HyperFlex VM with Native VMware Snapshots VM not responding issue
I recently encountered an issue performing a snapshot-based VM backup using Avamar with the nested vCenter VM inside a HyperFlex cluster. This issue occurs when using native VMware snapshot backups and NFSv3 datastores. The issue is more prevalent with nested vCenter on HyperFlex with VMware as HyperFlex presents the storage as NFSv3 datastores to the ESXi hosts.
The Avamar initiated snapshot of the vCenter VM would be successful and Avamar would start it’s backup run. However, as soon as the backup is near completion, Avamar would initiate a snapshot deletion prior to validating if the backup is successful. During the snapshot deletion, the VM will become unresponsive and Avamar would mark the backup as failed. It is also found that the ESXi host which hosts the nested vCenter would also become unresponsive for a few minutes when this happens and recovers automatically. Upon further investigation, it would seem that the snapshot deletion does complete after the VM becomes responsive but the Avamar backup then fails with error “unable to connect to host” as the ESXi host is unresponsive.
After logging a case with VMware support, they referred me to the below VMware KB 2010953 article:
Basically, the bug affects all VM snapshots on NFSv3 datastores and is triggered when the backup appliance and VM are on different ESXi hosts.

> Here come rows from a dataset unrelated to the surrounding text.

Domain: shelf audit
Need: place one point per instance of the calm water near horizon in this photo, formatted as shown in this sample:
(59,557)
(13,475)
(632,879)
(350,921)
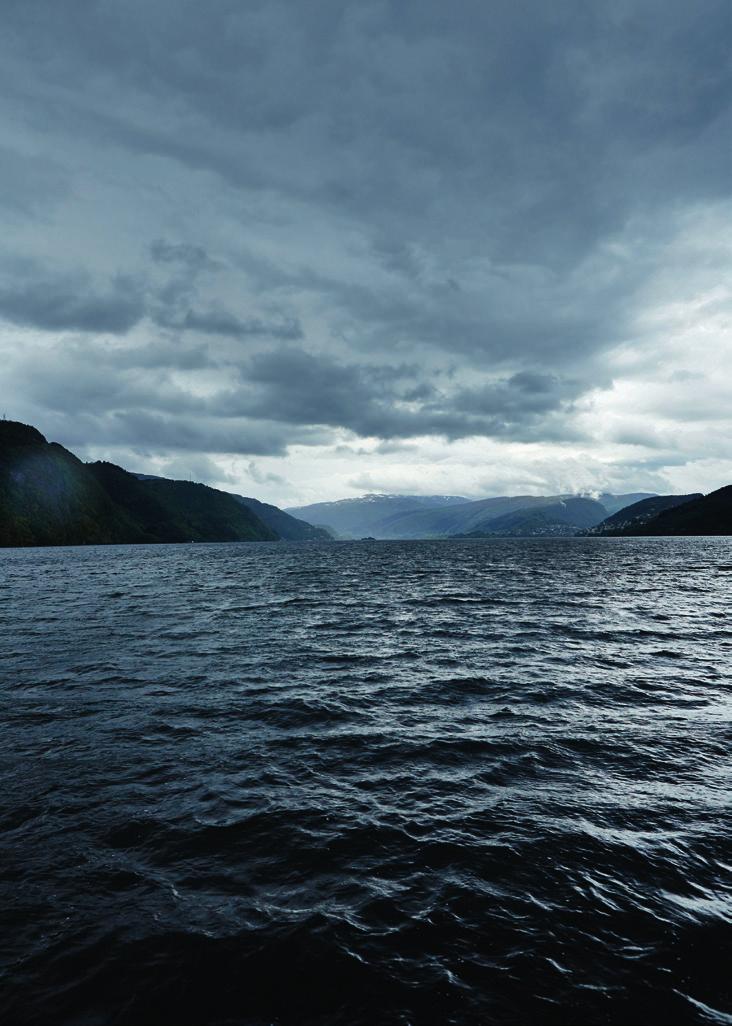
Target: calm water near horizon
(383,783)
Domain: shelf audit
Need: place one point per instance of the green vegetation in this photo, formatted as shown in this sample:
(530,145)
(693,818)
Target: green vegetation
(48,497)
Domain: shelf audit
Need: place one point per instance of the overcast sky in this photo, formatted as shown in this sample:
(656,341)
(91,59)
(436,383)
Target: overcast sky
(304,250)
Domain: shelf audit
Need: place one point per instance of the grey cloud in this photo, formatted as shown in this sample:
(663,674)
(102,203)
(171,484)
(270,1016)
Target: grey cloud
(395,220)
(31,296)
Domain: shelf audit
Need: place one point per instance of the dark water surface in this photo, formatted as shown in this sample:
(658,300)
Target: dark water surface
(367,783)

The workaround according to the VMware KB is to use NFSv4 datastores but this is not available with HyperFlex at the moment.
The workaround for HyperFlex is to create a VM affinity rule to ensure that the nested vCenter and the Avamar backup appliance sits together on the same host.
As part of the troubleshooting of this issue, I did some research on the best practice when performing snapshot-based backup of the nested vCenter on HyperFlex.
Please adhere to the following when configuring Avamar backup of nested vCenter on HyperFlex:
- Create a separate policy for the nested vCenter appliance in HyperFlex.
- Disable VMware “quiesced snapshots” in the backup policy.
- Disable CBT (change block tracking) in the backup policy.